None of Gerhardt’s poetry has so well lent itself to English words as this hymn of praise for God’s goodness and of contemplation of the joys in the next world, and the translators have without exception reproduced most successfully the exquisite feeling for nature which Gerhardt manifests, whether he be singing of forest and brook, or of flowers and fields. Only Miss Winkworth and Dr. Alexander of the four or five prominent translators omit stanza XIV, and they do so apparently on the ground that it contains a complexity of figures. Dr. Massie whose version except for the last stanza has more truly poetic lines than any other offers this paraphrase:
Make for thy spirit ample room,
That thus I may forever bloom.
Like plants which root have taken:
Oh let me in thy garden be
A flourishing and righteous tree,
Which never shall be shaken.
So well have all the translators succeeded that it would be perhaps merely a matter of individual taste as to which of the many excellent lines are deserving of highest praise. Of stanza III Dr. Massie’s verses are both more literal and harmonious than the others.
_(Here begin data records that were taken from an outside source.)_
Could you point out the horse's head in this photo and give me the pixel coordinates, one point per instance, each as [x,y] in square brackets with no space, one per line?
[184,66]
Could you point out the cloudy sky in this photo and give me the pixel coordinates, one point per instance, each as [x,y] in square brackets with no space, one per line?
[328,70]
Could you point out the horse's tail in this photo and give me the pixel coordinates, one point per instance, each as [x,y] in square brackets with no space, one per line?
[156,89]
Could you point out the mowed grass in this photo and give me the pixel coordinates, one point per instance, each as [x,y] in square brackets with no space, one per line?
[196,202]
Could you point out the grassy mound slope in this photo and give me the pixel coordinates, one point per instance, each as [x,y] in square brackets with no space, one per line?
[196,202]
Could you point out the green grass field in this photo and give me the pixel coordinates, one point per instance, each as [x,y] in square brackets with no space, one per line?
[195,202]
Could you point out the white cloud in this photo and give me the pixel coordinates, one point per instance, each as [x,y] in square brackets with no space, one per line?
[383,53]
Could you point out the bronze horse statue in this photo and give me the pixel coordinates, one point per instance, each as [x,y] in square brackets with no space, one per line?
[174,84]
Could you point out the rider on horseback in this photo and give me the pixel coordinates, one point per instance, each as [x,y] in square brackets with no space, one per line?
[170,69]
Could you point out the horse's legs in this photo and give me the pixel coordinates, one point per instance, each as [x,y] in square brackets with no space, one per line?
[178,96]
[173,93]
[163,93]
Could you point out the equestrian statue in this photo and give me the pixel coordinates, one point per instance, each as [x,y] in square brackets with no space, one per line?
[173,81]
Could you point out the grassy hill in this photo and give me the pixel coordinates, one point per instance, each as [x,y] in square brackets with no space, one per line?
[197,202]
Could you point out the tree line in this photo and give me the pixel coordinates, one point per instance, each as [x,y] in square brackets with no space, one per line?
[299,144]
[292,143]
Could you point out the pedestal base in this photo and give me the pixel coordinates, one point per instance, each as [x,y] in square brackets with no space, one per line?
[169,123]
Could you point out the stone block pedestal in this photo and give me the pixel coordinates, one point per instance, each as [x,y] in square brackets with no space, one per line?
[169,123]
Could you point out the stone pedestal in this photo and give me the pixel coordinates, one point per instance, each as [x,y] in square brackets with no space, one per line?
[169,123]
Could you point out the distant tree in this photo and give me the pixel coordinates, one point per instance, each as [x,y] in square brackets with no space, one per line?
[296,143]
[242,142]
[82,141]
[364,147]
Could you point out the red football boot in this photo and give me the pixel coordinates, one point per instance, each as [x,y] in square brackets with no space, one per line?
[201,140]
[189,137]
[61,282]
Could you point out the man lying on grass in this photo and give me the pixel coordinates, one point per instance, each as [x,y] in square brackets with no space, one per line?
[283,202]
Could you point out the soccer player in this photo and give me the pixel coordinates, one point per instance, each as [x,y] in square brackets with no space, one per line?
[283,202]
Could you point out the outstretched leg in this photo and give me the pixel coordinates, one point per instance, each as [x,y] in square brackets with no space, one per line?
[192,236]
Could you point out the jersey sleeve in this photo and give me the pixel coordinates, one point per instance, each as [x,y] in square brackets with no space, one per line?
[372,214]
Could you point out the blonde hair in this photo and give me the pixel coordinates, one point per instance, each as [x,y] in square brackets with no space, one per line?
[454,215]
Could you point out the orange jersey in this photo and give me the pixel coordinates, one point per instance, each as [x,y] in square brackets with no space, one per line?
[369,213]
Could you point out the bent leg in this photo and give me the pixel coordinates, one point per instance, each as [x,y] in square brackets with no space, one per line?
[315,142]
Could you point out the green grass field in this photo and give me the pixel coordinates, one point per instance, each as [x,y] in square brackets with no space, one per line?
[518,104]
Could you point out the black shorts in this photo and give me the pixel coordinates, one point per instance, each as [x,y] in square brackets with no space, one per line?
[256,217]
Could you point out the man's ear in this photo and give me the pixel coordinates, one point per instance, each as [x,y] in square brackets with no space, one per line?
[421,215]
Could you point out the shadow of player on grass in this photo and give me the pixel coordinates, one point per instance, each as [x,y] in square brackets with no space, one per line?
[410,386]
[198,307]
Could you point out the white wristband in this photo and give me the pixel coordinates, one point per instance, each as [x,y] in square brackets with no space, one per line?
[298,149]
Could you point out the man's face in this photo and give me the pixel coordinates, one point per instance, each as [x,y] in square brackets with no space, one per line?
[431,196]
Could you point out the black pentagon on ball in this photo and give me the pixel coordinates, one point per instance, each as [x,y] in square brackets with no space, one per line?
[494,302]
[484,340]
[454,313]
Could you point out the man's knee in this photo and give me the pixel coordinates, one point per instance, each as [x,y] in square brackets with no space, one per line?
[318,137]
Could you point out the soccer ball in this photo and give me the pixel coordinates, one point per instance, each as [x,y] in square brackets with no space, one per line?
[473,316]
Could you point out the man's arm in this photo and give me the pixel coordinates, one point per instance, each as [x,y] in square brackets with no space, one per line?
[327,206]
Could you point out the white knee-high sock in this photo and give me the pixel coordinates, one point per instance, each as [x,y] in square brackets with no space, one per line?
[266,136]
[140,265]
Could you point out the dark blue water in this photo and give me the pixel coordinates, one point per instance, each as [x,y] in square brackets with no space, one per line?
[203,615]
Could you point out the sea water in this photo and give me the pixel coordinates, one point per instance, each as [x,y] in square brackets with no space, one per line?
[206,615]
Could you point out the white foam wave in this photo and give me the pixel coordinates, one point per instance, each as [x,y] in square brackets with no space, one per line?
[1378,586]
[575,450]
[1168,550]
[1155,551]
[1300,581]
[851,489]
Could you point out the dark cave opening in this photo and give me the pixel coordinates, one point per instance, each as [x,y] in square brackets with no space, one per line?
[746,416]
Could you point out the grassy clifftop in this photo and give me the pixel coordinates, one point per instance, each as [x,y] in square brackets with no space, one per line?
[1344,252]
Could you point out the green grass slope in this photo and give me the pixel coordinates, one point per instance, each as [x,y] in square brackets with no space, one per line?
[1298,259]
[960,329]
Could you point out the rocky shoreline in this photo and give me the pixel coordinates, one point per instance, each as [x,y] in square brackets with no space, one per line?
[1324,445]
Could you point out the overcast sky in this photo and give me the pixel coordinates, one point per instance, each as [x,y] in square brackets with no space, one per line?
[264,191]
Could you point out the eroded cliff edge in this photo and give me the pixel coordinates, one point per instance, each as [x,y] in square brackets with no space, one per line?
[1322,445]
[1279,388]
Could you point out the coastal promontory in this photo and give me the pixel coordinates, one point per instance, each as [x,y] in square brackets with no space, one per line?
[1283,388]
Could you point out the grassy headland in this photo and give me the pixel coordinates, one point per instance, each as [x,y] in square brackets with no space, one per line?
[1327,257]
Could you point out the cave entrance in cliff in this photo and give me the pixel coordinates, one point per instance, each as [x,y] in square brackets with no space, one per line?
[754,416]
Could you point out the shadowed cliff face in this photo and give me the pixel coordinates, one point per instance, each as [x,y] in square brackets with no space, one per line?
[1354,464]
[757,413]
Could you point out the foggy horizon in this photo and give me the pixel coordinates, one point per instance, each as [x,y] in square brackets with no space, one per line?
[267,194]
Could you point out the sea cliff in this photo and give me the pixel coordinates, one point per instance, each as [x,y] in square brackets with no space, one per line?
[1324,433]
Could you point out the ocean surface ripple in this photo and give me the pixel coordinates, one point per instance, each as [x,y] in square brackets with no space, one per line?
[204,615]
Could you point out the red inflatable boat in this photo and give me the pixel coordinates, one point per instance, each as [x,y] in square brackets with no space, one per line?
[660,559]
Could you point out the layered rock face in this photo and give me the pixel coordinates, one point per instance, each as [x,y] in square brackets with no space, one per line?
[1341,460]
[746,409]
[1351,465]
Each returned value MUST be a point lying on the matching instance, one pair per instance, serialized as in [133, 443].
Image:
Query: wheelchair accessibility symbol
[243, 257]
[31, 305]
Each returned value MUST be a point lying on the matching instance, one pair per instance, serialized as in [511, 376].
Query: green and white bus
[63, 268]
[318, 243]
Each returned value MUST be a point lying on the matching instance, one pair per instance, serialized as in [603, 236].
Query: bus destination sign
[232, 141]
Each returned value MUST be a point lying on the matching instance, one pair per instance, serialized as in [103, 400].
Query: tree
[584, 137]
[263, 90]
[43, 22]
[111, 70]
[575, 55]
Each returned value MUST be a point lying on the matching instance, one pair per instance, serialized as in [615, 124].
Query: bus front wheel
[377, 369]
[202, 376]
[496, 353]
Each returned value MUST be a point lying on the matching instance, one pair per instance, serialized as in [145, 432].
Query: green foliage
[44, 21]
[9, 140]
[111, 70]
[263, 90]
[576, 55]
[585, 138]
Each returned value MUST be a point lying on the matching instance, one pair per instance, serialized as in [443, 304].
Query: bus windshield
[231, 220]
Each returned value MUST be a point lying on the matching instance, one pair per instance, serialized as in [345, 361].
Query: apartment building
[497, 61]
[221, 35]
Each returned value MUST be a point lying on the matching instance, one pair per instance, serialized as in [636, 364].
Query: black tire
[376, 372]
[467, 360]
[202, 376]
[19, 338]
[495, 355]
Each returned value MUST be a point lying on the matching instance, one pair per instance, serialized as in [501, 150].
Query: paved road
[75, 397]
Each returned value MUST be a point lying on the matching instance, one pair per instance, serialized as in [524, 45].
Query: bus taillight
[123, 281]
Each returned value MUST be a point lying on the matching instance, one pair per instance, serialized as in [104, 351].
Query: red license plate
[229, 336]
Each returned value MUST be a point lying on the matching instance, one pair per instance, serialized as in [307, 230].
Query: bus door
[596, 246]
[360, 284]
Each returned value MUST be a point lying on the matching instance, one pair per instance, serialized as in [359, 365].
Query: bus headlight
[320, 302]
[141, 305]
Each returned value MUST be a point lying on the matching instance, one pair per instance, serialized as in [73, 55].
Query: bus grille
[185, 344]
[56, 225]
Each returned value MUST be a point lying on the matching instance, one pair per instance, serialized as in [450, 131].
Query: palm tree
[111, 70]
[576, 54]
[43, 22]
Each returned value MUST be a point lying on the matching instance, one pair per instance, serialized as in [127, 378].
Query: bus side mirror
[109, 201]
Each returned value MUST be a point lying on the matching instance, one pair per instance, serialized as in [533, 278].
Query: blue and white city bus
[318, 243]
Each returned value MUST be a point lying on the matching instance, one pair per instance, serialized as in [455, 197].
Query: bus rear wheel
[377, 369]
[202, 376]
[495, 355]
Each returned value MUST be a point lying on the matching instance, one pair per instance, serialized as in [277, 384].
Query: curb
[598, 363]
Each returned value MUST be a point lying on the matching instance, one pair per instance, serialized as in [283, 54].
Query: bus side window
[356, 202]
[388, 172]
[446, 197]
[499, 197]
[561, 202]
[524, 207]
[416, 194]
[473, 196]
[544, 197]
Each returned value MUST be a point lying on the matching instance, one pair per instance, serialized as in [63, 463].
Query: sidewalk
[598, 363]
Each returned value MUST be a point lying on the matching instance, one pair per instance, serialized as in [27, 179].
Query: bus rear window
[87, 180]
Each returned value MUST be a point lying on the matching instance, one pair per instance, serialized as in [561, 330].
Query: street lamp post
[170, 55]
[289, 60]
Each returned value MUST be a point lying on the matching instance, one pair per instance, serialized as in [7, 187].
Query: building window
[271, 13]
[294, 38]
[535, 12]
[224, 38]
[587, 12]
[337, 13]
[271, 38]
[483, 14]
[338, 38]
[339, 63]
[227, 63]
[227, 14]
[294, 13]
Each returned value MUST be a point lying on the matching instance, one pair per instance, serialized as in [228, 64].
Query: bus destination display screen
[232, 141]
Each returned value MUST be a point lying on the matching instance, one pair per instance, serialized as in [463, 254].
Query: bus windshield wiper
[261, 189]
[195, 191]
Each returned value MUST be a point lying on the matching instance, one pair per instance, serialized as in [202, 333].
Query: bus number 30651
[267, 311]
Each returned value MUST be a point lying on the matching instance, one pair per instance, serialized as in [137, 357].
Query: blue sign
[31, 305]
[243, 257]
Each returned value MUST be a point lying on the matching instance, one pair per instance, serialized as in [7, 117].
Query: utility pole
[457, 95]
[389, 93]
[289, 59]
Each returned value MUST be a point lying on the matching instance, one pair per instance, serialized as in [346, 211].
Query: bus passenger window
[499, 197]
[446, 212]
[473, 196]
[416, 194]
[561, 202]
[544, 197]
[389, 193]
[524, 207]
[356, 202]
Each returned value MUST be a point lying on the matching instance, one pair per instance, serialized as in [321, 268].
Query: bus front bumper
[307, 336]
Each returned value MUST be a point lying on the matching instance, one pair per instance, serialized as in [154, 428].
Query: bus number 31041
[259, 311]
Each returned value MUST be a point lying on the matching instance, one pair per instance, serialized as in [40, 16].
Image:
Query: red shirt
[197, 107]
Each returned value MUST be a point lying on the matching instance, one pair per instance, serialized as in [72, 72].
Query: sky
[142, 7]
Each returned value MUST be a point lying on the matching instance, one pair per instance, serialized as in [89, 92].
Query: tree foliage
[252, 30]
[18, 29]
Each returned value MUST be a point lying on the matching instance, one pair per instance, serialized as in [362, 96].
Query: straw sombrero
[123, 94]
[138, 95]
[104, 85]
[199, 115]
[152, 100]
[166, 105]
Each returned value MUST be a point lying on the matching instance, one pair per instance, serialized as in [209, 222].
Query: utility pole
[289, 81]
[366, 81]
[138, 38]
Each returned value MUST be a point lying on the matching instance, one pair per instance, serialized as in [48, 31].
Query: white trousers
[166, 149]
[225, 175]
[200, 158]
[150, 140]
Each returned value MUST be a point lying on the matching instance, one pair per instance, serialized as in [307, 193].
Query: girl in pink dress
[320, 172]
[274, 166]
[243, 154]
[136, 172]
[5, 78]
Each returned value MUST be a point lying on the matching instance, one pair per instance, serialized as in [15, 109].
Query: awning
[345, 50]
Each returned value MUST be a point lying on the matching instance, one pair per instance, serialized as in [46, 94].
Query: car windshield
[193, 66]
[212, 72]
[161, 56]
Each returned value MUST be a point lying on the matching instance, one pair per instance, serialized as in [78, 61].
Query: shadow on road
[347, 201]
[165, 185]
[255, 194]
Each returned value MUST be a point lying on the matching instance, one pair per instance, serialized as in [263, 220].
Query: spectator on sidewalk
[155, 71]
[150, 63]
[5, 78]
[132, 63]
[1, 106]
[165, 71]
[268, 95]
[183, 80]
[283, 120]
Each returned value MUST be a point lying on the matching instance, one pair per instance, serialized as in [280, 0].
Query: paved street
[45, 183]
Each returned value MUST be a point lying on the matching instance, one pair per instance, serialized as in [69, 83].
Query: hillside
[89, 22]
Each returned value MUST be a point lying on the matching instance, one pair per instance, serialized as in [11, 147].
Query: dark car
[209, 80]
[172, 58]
Gerhardt sings:
Die Lerche schwingt sich in die Luft,
Das Täublein fleugt aus seiner Kluft
Und macht sich in die Wälder.
Dr. Massie interprets:
The lark mounts singing to the skies:
The dove forsakes her clefts, and flies
To shady groves and alleys.
Miss Winkworth:
The lark soars singing into space,
The dove forsakes her hiding-place,
And coos the woods among.
The lark aspiring soars on high,
Flies from her cleft the dove so shy,
And seeks the woodland shadow.
Dr. Alexander:
The lark floats high before the breeze,
The dove toward the forest-trees
From covert speeds along.
This last version is marred by the accent’s falling on the unstressed syllable of “toward” in line 2. Several of our American hymnals contain the cento of four stanzas from Miss Winkworth’s version (Gerhardt stanzas VIII-XI incl.) whose ring gives the freshness appropriate in an outdoor hymn of Spring and Summer.